TV viewers thought America's women gymnasts looked a little washed out in their white bodysuits with gold overprints. As prettily as Shannon Miller moved, some viewers were hoping for a bit more fashion flash. Sallie Weaver, president of Elite Sportswear Ltd., which supplied the men's and women's gymnastics teams, was not happy with the choice, either. "The U.S. Gymnastics Federation wanted white even though it does not show to best advantage on the camera. The decision was made to please the judges rather than the TV. The mats in the Olympic stadium are blue and that precluded using blue, which would blend, or red, which would clash. The whole point was to appear in the best possible light to the judges."

Clothes on the track and field, which were made by Nike, go all out for color and flash in red, white and blue. Herb Lindsay, merchandising spokesman for Nike, says every seam, star and stripe was carefully planned. Nike fitters met with each athlete and dressed them in a plain white unitard. Then each team member's requirements were sketched out for fit and pull with an indelible marker to create a custom pattern.

The fit looks wonderful on the fittest people in the world. Nothing like spandex to show a great body. The men in stretch unitard are noteworthy. But the women in the new two-piece brief and halter-like top look exceptional. We've seen some variations of the bare midriff style on MTV. We'll be seeing a lot of it in the gym.

Even on the track scene, athletes add their own touches. Personal gold chains may be a wishful amulet for Olympic gold, and many of the men wore them. TV even caught a glint of some gold bracelets. Many of the women showed a flair with hair and makeup.

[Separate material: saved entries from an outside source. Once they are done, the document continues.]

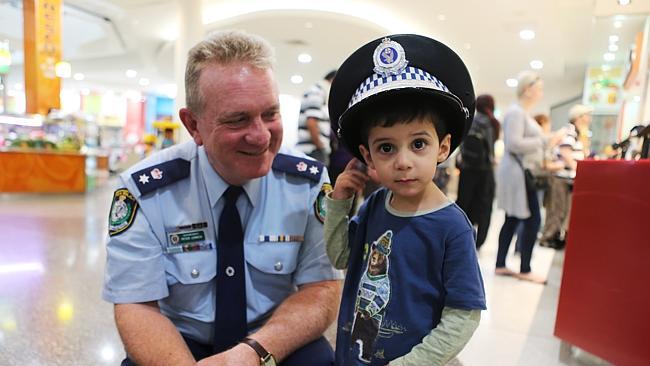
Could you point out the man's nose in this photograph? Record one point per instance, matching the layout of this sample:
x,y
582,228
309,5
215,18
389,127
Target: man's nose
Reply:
x,y
258,133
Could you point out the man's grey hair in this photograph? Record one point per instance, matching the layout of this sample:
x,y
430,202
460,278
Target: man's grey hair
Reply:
x,y
223,48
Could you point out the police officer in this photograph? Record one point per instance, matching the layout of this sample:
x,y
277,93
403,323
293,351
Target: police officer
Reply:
x,y
215,250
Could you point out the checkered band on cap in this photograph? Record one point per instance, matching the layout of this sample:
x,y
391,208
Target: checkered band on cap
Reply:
x,y
411,77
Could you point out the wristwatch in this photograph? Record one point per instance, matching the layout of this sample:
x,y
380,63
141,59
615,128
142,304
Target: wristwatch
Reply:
x,y
266,357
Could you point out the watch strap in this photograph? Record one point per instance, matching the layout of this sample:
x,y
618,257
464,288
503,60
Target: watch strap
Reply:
x,y
266,358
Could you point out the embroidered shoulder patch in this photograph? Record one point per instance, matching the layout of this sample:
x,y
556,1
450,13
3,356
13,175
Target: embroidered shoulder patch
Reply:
x,y
306,168
319,205
123,210
157,176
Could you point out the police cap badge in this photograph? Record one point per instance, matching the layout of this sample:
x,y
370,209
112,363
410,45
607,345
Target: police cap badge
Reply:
x,y
407,64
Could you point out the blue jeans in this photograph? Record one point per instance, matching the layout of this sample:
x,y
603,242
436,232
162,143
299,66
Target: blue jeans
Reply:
x,y
526,237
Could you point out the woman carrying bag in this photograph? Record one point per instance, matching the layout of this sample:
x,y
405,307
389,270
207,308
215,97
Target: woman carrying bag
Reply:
x,y
524,144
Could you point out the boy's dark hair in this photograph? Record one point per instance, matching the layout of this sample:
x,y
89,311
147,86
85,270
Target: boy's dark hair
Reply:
x,y
387,111
330,75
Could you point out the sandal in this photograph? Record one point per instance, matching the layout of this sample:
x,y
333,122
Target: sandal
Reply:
x,y
504,271
531,277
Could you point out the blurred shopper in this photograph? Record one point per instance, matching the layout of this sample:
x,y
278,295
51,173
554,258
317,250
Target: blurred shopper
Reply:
x,y
314,123
215,249
571,149
524,144
476,162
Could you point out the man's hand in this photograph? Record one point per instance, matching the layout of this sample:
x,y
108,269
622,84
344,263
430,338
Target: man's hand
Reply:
x,y
351,181
241,354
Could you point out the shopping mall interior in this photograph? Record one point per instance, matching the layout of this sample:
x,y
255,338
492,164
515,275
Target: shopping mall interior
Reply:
x,y
91,87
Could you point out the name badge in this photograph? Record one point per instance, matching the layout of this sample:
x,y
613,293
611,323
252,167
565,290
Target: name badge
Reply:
x,y
188,238
281,238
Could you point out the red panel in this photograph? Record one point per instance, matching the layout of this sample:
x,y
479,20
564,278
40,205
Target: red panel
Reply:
x,y
605,296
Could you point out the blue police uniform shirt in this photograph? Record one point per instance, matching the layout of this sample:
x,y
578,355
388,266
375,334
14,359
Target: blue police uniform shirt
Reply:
x,y
403,270
164,248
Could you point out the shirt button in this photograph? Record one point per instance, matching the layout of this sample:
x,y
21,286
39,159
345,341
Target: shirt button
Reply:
x,y
230,271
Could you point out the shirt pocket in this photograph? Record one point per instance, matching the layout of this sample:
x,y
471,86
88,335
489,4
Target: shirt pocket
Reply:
x,y
278,258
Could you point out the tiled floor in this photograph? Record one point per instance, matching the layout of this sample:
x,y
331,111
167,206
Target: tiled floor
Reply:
x,y
51,267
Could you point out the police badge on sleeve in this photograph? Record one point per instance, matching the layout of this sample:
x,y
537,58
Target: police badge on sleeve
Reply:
x,y
319,206
123,210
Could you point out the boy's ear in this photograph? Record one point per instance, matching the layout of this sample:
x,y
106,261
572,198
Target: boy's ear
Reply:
x,y
366,156
445,147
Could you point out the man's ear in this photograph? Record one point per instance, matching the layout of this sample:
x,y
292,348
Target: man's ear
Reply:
x,y
190,123
445,147
366,156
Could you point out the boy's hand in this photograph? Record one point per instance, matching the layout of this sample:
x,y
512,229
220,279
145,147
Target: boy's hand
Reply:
x,y
350,181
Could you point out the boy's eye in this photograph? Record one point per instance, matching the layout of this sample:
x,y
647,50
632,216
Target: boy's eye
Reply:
x,y
385,148
419,144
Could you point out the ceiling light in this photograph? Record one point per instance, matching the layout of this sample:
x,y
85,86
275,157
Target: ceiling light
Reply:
x,y
304,58
527,34
63,69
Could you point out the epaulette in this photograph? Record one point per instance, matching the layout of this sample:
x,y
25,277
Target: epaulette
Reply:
x,y
157,176
303,167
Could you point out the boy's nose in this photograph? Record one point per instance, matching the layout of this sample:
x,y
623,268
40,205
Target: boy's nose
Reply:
x,y
402,161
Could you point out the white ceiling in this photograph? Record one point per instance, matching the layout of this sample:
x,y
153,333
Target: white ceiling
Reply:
x,y
103,38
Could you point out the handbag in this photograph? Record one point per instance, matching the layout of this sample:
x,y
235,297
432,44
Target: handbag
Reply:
x,y
529,179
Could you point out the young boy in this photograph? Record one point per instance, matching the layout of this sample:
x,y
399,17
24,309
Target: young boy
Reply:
x,y
413,292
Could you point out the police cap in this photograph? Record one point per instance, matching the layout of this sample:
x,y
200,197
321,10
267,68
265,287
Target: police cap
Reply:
x,y
398,64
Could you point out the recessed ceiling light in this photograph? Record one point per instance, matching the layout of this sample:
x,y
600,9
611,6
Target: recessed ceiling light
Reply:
x,y
512,83
527,34
304,58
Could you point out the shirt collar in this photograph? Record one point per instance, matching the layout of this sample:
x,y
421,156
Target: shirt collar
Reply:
x,y
216,186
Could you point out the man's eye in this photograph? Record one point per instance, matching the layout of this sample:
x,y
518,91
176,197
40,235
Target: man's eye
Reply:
x,y
271,116
419,144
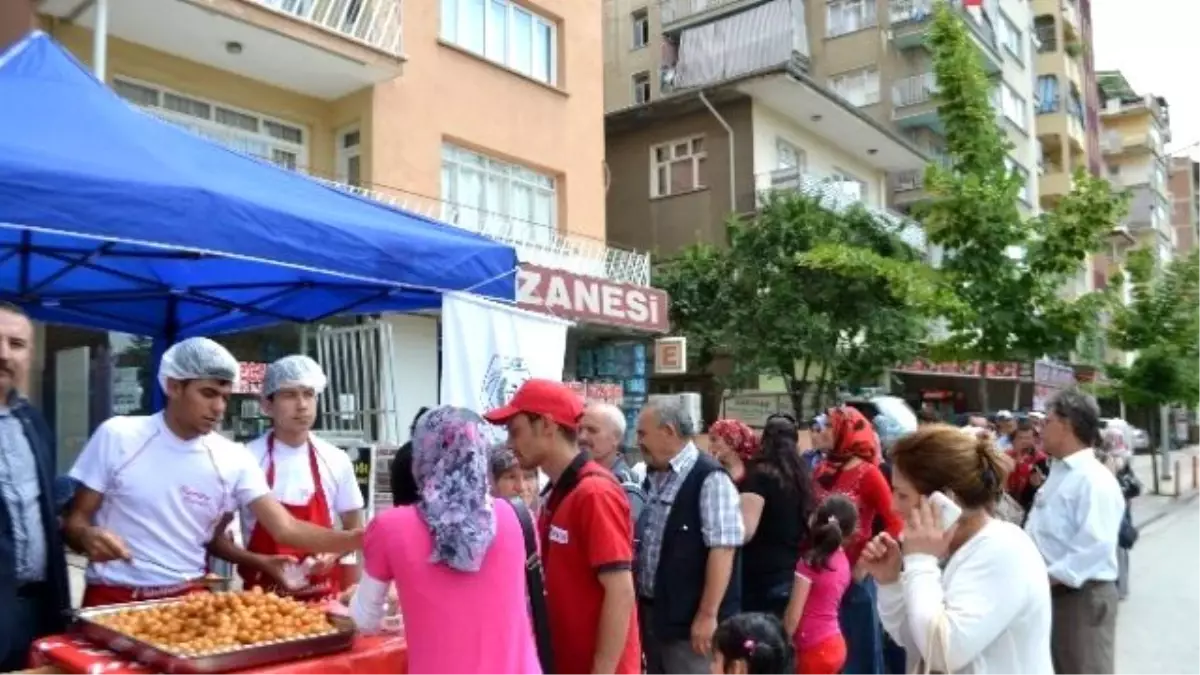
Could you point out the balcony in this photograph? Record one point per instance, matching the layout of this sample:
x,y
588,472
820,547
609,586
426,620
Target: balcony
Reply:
x,y
768,35
837,196
322,48
677,15
910,21
915,102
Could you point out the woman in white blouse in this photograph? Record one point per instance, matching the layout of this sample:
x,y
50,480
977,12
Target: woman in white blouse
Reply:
x,y
988,609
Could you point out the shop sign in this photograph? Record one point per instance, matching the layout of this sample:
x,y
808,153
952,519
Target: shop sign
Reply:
x,y
591,299
671,356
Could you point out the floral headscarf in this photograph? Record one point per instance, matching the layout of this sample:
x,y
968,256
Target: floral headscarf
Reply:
x,y
852,436
735,434
450,463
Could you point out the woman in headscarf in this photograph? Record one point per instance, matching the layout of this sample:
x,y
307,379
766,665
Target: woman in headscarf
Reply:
x,y
456,556
777,499
851,469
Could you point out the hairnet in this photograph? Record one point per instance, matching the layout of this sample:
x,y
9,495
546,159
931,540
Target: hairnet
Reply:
x,y
197,358
297,370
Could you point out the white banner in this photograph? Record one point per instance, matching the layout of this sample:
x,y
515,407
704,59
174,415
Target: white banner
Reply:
x,y
490,350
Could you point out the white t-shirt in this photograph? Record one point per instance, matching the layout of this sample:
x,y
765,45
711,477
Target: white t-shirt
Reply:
x,y
163,496
994,596
293,478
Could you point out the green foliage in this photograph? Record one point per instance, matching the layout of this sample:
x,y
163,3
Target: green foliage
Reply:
x,y
1006,270
1162,324
805,288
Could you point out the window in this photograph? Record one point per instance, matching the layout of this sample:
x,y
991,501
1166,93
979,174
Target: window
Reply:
x,y
349,156
641,87
247,132
861,87
1012,39
789,156
641,29
849,16
678,166
1013,106
856,187
497,198
504,33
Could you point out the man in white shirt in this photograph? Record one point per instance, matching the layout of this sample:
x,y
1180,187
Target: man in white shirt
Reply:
x,y
1074,521
154,488
313,479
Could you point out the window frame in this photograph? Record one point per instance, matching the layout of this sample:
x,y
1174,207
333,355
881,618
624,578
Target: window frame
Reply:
x,y
641,22
868,16
454,19
457,159
219,132
869,99
639,79
658,190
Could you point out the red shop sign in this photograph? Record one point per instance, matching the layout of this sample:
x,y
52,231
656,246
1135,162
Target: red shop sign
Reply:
x,y
591,299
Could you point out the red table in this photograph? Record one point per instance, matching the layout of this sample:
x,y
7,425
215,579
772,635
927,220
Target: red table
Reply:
x,y
379,655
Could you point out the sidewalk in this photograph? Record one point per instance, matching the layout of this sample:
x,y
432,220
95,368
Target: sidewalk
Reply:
x,y
1150,506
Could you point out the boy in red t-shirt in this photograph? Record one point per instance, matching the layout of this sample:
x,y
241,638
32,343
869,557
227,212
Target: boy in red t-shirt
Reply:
x,y
587,535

Rochelle Stevens, a Morgan State University grad, was at the starting block with hair curled into wispy tendrils, perfect lipstick and designer nails. Looking good. She looked just as good after the hurdles.

Speedo made a debut with a new unitard S2000 techno trendy back zip suit. The women wore it well, but so did Hans Dersch. It took guts and confidence to don what looks like a woman's one-piece leotard.

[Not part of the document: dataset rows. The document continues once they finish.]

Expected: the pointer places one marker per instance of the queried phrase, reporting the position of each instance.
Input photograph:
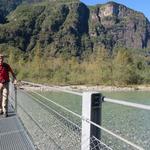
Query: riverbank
(81, 88)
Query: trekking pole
(15, 89)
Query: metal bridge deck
(13, 135)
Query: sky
(138, 5)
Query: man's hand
(15, 82)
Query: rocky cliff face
(73, 29)
(116, 25)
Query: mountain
(71, 28)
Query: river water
(130, 123)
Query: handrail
(130, 104)
(98, 126)
(121, 102)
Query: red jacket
(4, 73)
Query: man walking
(4, 85)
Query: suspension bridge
(37, 122)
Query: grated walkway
(13, 135)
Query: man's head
(1, 58)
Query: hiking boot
(1, 111)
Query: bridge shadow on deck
(13, 135)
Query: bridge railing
(12, 97)
(64, 127)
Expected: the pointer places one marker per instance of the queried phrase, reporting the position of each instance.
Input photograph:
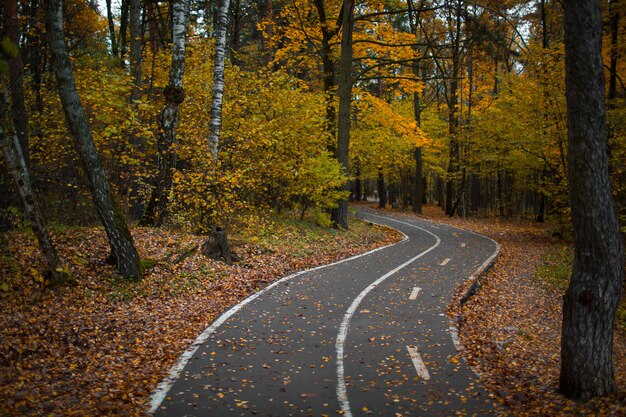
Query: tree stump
(216, 247)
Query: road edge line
(160, 392)
(342, 392)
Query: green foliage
(556, 269)
(272, 155)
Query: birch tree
(218, 77)
(339, 216)
(135, 47)
(16, 165)
(123, 251)
(168, 119)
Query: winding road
(364, 336)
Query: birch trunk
(16, 165)
(123, 251)
(591, 300)
(215, 124)
(168, 120)
(135, 47)
(114, 49)
(339, 216)
(16, 73)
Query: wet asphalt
(278, 355)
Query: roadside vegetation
(100, 345)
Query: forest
(136, 120)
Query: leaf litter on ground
(101, 346)
(511, 328)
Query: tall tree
(112, 37)
(455, 31)
(123, 251)
(215, 123)
(16, 68)
(136, 43)
(594, 291)
(168, 119)
(16, 164)
(339, 216)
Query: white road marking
(158, 395)
(422, 372)
(414, 293)
(342, 393)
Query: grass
(556, 270)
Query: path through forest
(365, 336)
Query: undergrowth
(556, 270)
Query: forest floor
(100, 346)
(511, 328)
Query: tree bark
(453, 117)
(339, 216)
(614, 22)
(418, 194)
(168, 120)
(215, 123)
(123, 251)
(328, 68)
(16, 74)
(592, 297)
(382, 190)
(136, 42)
(123, 31)
(112, 37)
(19, 171)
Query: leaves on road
(101, 346)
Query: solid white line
(342, 393)
(158, 395)
(414, 293)
(422, 372)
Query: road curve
(365, 336)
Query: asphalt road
(366, 336)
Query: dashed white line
(342, 392)
(420, 367)
(414, 293)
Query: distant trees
(123, 251)
(433, 107)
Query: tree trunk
(19, 171)
(453, 117)
(614, 16)
(123, 251)
(114, 46)
(16, 74)
(136, 42)
(328, 68)
(339, 216)
(382, 190)
(216, 247)
(215, 123)
(123, 31)
(168, 120)
(474, 193)
(592, 297)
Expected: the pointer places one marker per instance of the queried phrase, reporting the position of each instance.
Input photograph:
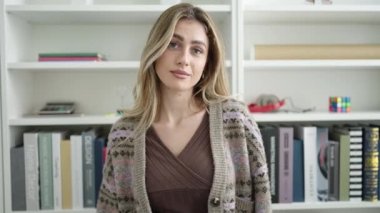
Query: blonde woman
(185, 146)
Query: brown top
(183, 183)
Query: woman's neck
(176, 107)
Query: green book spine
(46, 170)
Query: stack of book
(79, 56)
(314, 52)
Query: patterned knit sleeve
(258, 165)
(107, 199)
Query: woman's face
(181, 66)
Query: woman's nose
(183, 58)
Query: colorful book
(31, 171)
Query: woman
(185, 146)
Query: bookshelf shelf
(119, 31)
(62, 211)
(312, 13)
(316, 116)
(51, 120)
(312, 64)
(327, 206)
(79, 66)
(57, 66)
(101, 14)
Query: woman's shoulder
(121, 130)
(234, 105)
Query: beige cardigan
(240, 171)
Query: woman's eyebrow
(181, 38)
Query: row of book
(57, 170)
(74, 56)
(322, 163)
(314, 52)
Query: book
(46, 170)
(99, 144)
(18, 178)
(308, 134)
(45, 59)
(309, 51)
(270, 140)
(71, 54)
(32, 194)
(89, 193)
(356, 163)
(298, 171)
(371, 164)
(66, 174)
(342, 136)
(285, 171)
(57, 137)
(77, 170)
(322, 145)
(333, 170)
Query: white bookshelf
(309, 83)
(116, 29)
(119, 31)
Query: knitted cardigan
(240, 182)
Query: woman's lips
(180, 74)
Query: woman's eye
(173, 44)
(197, 51)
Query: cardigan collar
(218, 152)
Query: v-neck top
(179, 183)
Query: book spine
(333, 171)
(46, 170)
(371, 164)
(98, 152)
(66, 174)
(355, 164)
(18, 178)
(88, 169)
(344, 170)
(56, 146)
(69, 59)
(77, 171)
(31, 170)
(298, 172)
(322, 146)
(310, 159)
(286, 165)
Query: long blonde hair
(213, 86)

Some swimmers shaved head and body to gain speed. The volleyball team shaved their heads in a show of unity for teammate Bob Samuelson. Bald is beautiful all of a sudden.

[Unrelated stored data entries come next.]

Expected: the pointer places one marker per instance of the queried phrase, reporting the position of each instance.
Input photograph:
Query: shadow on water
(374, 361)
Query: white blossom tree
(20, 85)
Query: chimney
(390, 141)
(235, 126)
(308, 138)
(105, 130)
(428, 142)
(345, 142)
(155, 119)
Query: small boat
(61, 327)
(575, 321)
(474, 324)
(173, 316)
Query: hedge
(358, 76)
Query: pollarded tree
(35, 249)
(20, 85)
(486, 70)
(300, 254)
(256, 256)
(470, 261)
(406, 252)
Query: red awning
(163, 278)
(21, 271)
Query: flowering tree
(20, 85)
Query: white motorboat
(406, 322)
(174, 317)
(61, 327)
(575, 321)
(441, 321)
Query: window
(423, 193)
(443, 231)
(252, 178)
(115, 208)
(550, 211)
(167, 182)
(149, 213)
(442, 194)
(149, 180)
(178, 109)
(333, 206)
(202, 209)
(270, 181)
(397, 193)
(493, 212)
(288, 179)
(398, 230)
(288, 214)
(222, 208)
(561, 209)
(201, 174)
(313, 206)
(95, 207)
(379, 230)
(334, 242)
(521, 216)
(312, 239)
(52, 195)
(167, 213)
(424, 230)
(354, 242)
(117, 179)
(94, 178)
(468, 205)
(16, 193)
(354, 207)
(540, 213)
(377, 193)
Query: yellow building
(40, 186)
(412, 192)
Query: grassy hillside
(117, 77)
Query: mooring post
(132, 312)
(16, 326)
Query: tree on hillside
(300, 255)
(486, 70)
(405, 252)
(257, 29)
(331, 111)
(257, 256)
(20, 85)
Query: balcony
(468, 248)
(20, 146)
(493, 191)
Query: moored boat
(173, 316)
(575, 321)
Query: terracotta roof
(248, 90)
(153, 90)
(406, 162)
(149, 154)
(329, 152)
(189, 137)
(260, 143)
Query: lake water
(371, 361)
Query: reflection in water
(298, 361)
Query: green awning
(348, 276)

The nearly bald look is also coming on strong. Carol Linton, style team member for Supercuts, the sponsoring national chain of hair salons that put the athletes in trim for their trip to Barcelona, reports requests for a very short clipper cut with the Olympic rings sculpted in.

Flash is definitely a factor at the Olympics.

Bausch & Lomb provided all American athletes with sunglasses. Medalists are given limited edition glasses in gold, silver or bronze. Tom Ruff, spokesman for Bausch & Lomb, says the glasses contain more real gold than the Olympic medal.

Henry Grethel was signed to fashionize the formal opening ceremonies parade uniforms. Just imagine trying to make a wedding party look good. Multiply that problem by thousands. No one ever again wears those bridesmaids dresses. Too bad about the hats which were worn with spirit.